そこで学びながら製作した作品が溜まってきた35歳の時に、初めて小さな画廊で個展を開きました。以来、仕事や子育てもあって一時期絵から離れた期間はありつつも、現在に至るまで個展を複数回開催してきています。また並行して、40代前半の頃からは縁あって似顔絵を描く活動や養護施設に似顔絵を描きに行くボランティアをしていたこともあります。
本格的に絵を書き始める際、アメリカの画家ノーマン・ロックウェルの画集を夢中になって見ました。彼の作品は、リアルで親しみやすい日常の風景画が多いです。日常の何気ない人々の風景は、私にとっても製作していてもストレスを感じない、癒しの時間になると気づきました。
そこで、季節感のわかる地元北九州の風景を、12か月分のカレンダーのイラストとして納めたいと思いました。そういったコンセプトでほのぼのした生活風景や、途中からは自分が好きな動物の絵も描くようになりました。理想は一コマ漫画で、その絵を見ることによって何かが連想されたり、物語が見えたりするような絵を意識しています。
日常の何気ない風景や、自分が癒される絵を型にとらわれずに書き続けていきたいと思っています。日常風景のなかでも特に好きなのはお地蔵さんです。普段はあまり意識しないものではあるけれど、日本の風景に溶け込んでいます。
また、将来は自分が得たものを返していきたいと思っています。お地蔵さんを描く際は、絵具にコンクリートを混ぜる画法をとっているのですが、お地蔵さんの肌ざわりや質感を再現できるだけではなく、誰でも手軽に扱えるというメリットがあります。私も成人するまで油絵を知りませんでしたが、小さな子供たちもコンクリートを混ぜる技法を知らないかもしれません。ですので、お地蔵さんの絵を通じて、ちょっとした工夫でさまざまな表現ができると伝えられていたらいいなと思います。現在は動物をこの技法で描くこともありますし、今後は大作にもチャレンジしたいです。
特に思い入れのある作品は「ざりがに釣り」です。油絵の2作品目で、現在は成人している甥二人がザリガニ釣りをしている風景です。あまり興味がなさそうな弟がザリガニを釣って、一生懸命な兄は空き缶を釣るという面白い物語があります。

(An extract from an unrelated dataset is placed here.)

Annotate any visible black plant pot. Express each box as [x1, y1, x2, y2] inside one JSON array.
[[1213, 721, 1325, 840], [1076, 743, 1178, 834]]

また、「初詣の帰りに」も気に入っています。おじいさんが正月に帰郷した可愛い孫娘たちに出店のお面を買ってあげている風景ですが、この作品にも物語があって、姉妹は着物を着ているのですが、靴を履いています。溌剌とした元気な女の子だから、着物を用意したおばあさんが靴を用意したのかなと想像できていいなと思いました。この作品を展覧会に出展したのですが、親子が肩車をしながら楽しげに鑑賞していて。その姿を見て、描いてよかったなと心から思いました。
鉄鉱石や石炭は、結局いろんな国の自然を破壊しているから手に入るともいえます。そして、お客様に届けるまでには多くの人の苦労がある。世にあるすべてのものに、そういった背景があることを忘れてはいけないから、私はそれを取りこぼさないようにしたいと思っています。
会社員として勤務する傍ら画業にも力を入れています。絵にかけられる時間は限られているものの、毎年開催する個展で絵を描く喜びを感じてきた分、恵まれない子供たちや弱い立場の人に絵でサポートしたいという想いで活動を続けています。お金をかけなくてもアートを通じて伝えることはできると思っています。誰もがアクセスできる公共施設などで展覧会を開催したり、デジタルで多くの人に絵を通じた幸せを届けたりしたいです。
アイルトン・セナ選手の事故死をきっかけに絵を再開。ノーマン・ロックウェルに影響を受け、日常の何気ない風景から物語が見える一コマ漫画のような作品を描き続けている。絵具にコンクリートを混ぜる独自の技法でお地蔵さんを描き、誰でも手軽に扱える技法を伝えたいと語る。鋼鉄メーカーでの経験から、世にあるすべてのものの背景を取りこぼさないよう意識し、誰もがアクセスできるアートを目指す野田氏の今後の活躍に期待が高まる。